Common A/B Testing Pitfalls
What are some common pitfalls encountered in A/B testing?
This is the same question as problem #3 in the Statistics Chapter of Ace the Data Science Interview!
A/B testing has many possible pitfalls that depend on the particular experiment and setup employed. One common drawback is that groups may not be balanced, possibly resulting in highly skewed results. Note that balance is needed for all dimensions of the groups — like user demographics or device used — because, otherwise, the potentially statistically significant results from the test may simply be due to specific factors that were not controlled for.
Two types of errors are frequently assessed: Type I error, which is also known as a “false positive,” and Type II error, also known as a “false negative.” Specifically, Type I error is rejecting a null hypothesis when that hypothesis is correct, whereas Type II error is failing to reject a null hypothesis when its alternative hypothesis is correct.
Another common pitfall is not running an experiment for long enough. Generally speaking, experiments are run with a particular power threshold and significance threshold; however, they often do not stop immediately upon detecting an effect. For an extreme example, assume you’re at either Uber or Lyft and running a test for two days, when the metric of interest (e.g., rides booked) is subject to weekly seasonality.

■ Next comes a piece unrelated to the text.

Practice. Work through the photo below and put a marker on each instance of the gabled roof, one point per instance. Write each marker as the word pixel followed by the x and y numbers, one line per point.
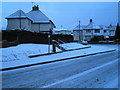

Lastly, dealing with multiple tests is important because there may be interactions between results of tests you are running and so attributing results may be difficult. In addition, as the number of variations you run increases, so does the sample size needed. In practice, while it seems technically feasible to test 1,000 variations of a button when optimizing for click-through rate, variations in tests are usually based on some intuitive hypothesis concerning core behavior.